432 beds are ready to go, for inmates to serve their prison sentences in the Fresno County Jail. It's part of state assembly bill 109.
The extra space is for intended to relieve overcrowding in state prisons, by sentencing some felons to serve their sentences locally. But, for the meantime, it means every person arrested, won't be released right away.
Brand new bed mats are stacked up and ready for hundreds of inmates at the Fresno County Jail.
At 6:00 Saturday morning the fourth floor will no longer be empty. And the average 50 inmates that walk out of jail everyday due to overcrowding won't be leaving so soon.
Scott Jones, Fresno County Undersheriff said, "In our meetings what we see is it should slow down significantly if not go to zero. But you got to realize it depends on who comes through that door and how they fit into the scheme of things."

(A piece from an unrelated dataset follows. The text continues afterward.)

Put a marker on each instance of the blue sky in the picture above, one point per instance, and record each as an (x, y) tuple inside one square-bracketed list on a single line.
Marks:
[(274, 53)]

Jail administrators have spent the past few months planning how the process will work, along with preparing the facility and ramping up staffing to open up the floor.
The space is intended for nonviolent, non sex and non-serious offenders serving sentences. Criteria for AB 109 inmates is the crime must be a felony and punishable by a state prison sentence of 16 months, or 2 or 3 years.
Even though the floor is funded through the state, it is also available temporarily for inmates serving time for misdemeanor and felony crimes.
"It's not just going to be AB 109 inmates," said Jones. "Because an AB 109 inmate could come in and have to be a lockdown or max inmate."
Inmates awaiting sentencing are some of the first set free when the jail reaches capacity. These include low level offenders like auto thieves and burglary suspects. The new bed space has been designated for low to medium security inmates, so many serving time for nonviolent property crimes can expect an extended jail stay.
This is just the first phase of the jail re-opening floors to meet state 109 guidelines. Next April, another floor will also open up with 432 additional beds.